Seul le quotidien néerlandophone — De Morgen — a publié une enquête implacable fin octobre 2020, signée Douglas De Coninck et Samira Atillah. Cette enquête est basée sur la récupération et le traitement des enregistrements radio de la police datant du jour des faits. Cet article, révélant de nouveaux éléments à charge des policiers, n’a pas fait beaucoup de bruit mais a eu le mérite de relancer l’affaire. Depuis janvier dernier, quelques médias commencent enfin à traiter l’affaire Lamine Bangoura à la hauteur de la gravité des faits. C’est‑à-dire la mort d’un jeune homme âgé de 27 ans, suite à des violences policières, aggravée par l’impossibilité pour la famille de se voir restituer le corps de leur enfant.
Un rassemblement sous haute surveillance
Ce 4 févier 2021 avait donc lieu l’audience en appel pour le renvoi ou non des huit policiers devant la cour constitutionnelle. A cette occasion, un grand nombre de personnes souhaitait manifester son soutien à la famille Bangoura sur la place Kouter, située juste à côté du palais du justice de Gand. La police et les autorités locales ont tenté par de nombreux moyens de les dissuader de se rassembler.
Le rassemblement a d’abord été autorisé par le bourgmestre De Clerc, pour une cinquantaine de personnes maximum, mais les organisateur.rice.s ont été sommé.e.s de donner les coordonnées de tou.t.e.s les participant.e.s [pratique très questionnable], ce qu’iels ont formellement refusé.
Après de multiples rebondissements, la mobilisation a finalement été purement et simplement interdite la vieille. Le pouvoir communal a‑t-il subi des pressions ? Redoutait-il un quelconque « débordement » ?

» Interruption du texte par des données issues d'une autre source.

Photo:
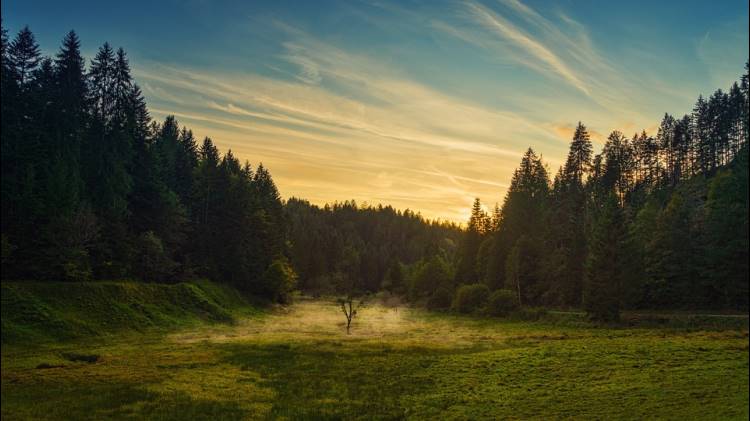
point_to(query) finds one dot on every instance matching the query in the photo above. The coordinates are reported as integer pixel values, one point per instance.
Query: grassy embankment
(160, 355)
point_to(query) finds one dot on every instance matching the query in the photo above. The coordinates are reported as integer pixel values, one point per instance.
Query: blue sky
(422, 105)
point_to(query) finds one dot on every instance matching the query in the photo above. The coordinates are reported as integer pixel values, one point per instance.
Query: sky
(422, 105)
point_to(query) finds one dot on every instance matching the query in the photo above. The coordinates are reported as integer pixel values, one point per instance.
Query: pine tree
(24, 57)
(606, 264)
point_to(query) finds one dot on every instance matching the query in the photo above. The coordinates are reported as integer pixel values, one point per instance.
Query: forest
(94, 189)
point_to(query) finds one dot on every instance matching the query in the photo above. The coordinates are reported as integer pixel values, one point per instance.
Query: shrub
(530, 314)
(470, 298)
(440, 299)
(501, 303)
(279, 280)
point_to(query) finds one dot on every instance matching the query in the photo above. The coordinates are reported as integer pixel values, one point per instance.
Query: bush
(440, 299)
(530, 314)
(470, 298)
(279, 280)
(501, 303)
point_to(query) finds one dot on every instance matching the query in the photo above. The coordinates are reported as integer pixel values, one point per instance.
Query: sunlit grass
(299, 363)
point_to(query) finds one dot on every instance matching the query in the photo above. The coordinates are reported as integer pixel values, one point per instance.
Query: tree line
(93, 188)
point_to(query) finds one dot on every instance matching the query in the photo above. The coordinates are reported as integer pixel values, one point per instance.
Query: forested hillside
(92, 188)
(649, 222)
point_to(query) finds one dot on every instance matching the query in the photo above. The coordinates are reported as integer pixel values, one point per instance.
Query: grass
(398, 363)
(54, 311)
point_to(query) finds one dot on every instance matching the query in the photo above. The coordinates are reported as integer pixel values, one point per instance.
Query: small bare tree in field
(349, 310)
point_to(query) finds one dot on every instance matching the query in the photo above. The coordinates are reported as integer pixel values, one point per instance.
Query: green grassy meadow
(297, 362)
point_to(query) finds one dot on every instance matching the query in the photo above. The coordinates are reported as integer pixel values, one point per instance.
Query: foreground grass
(298, 363)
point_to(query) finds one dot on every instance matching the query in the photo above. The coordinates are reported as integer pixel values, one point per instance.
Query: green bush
(279, 280)
(530, 314)
(501, 303)
(441, 299)
(470, 298)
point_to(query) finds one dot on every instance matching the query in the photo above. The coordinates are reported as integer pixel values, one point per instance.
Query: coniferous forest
(93, 188)
(342, 272)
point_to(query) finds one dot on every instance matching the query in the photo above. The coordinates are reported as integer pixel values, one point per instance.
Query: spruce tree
(606, 264)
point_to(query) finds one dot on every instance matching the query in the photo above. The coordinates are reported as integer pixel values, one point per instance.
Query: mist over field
(374, 210)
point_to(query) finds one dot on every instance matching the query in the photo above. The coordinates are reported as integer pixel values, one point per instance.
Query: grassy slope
(42, 311)
(298, 363)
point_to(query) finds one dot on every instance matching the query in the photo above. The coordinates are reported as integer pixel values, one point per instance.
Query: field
(298, 362)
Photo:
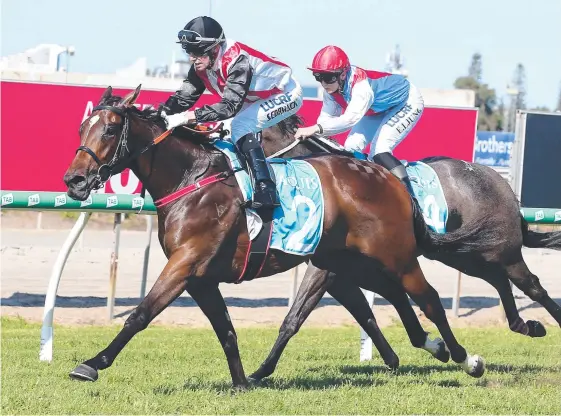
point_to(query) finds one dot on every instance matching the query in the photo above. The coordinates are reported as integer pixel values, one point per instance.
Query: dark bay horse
(475, 194)
(370, 226)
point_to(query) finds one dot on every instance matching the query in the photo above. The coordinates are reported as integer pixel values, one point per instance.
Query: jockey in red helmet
(378, 108)
(256, 91)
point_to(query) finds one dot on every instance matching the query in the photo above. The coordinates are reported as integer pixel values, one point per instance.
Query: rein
(296, 142)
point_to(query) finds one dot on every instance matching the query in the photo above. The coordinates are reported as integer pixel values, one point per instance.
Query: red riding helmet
(330, 59)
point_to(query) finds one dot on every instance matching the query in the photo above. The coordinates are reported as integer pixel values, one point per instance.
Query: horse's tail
(480, 236)
(533, 239)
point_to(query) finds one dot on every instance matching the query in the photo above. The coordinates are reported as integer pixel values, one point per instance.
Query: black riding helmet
(200, 35)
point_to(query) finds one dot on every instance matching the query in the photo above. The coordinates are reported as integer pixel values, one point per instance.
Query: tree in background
(519, 83)
(489, 118)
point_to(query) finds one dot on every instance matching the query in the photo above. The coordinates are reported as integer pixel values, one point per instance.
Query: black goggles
(327, 77)
(195, 44)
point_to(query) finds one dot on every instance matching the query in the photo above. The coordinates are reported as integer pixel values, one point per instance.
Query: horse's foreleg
(419, 338)
(515, 322)
(313, 287)
(171, 283)
(424, 295)
(348, 294)
(211, 302)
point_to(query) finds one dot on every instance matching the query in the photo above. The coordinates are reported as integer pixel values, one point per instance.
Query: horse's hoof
(536, 329)
(438, 349)
(84, 373)
(442, 354)
(241, 388)
(394, 364)
(474, 365)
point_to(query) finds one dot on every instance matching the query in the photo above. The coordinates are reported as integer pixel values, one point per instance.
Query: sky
(437, 37)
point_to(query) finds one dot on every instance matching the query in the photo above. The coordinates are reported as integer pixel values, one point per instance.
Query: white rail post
(46, 350)
(113, 265)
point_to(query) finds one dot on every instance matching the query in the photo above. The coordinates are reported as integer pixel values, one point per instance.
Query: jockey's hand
(179, 119)
(304, 132)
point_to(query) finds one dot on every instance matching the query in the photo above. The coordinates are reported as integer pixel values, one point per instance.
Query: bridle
(117, 163)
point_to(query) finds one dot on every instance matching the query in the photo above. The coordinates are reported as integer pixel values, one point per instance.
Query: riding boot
(394, 165)
(265, 193)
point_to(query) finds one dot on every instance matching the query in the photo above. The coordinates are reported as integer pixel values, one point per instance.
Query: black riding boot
(394, 165)
(265, 194)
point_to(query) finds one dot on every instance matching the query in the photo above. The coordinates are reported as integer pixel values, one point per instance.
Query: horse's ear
(106, 95)
(131, 97)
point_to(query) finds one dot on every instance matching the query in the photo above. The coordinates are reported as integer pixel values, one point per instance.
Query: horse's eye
(110, 130)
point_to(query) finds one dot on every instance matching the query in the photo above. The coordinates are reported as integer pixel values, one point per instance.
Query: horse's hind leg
(313, 287)
(349, 295)
(497, 275)
(529, 283)
(394, 293)
(171, 283)
(211, 302)
(424, 295)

Tout semble confirmer que l’expression du moindre soutien à la famille dérange les autorités locales et leur hiérarchie. Un impressionnant dispositif policier a été mis en place sur la place Kouter (au moins huit camionnettes de police dont deux blindées et de nombreux policiers en civil pour « surveiller » la poignée de militant.e.s.
Finalement, une petite vingtaine de personnes a accompagné la famille jusqu’à l’entrée du palais de justice. Ensuite, les personnes se sont à nouveau retrouvées sur la place Kouter et y sont restées pendant trente minutes avant d’être chassées. Quelques-unes sont restées jusqu’à la fin de l’audience pour recueillir les premières impressions de l’avocat et des parents de Lamine. Tout s’est passé dans le calme et avec beaucoup de dignité.
Un renvoi devant la cour constitutionnelle ?
En conclusion, l’audience de ce 4 février 2021 a permis l’analyse de nouveaux éléments à charge des policiers, notamment le visionnage de la vidéo de 40 secondes qui montre clairement ce qu’il s’est passé juste avant le décès de Lamine. Ce dernier a été immobilisé et maintenu sous la contrainte et avec une force disproportionnée par des agents de police, ce qui engendré son asphyxie et sa mort.
Le 16 mars prochain, la cour de justice se prononcera sur le renvoi ou non des huit policiers responsables devant le tribunal correctionnel. Pour la famille Bangoura, qui mène seule ce combat depuis trois ans, il est fondamental que le débat puisse enfin avoir lieu en audience publique. Et pour le système judicaire, ce serait l’occasion d’envoyer enfin un signal fort au monde politique en mettant fin à l’impunité policière mise en évidence dans ce dossier.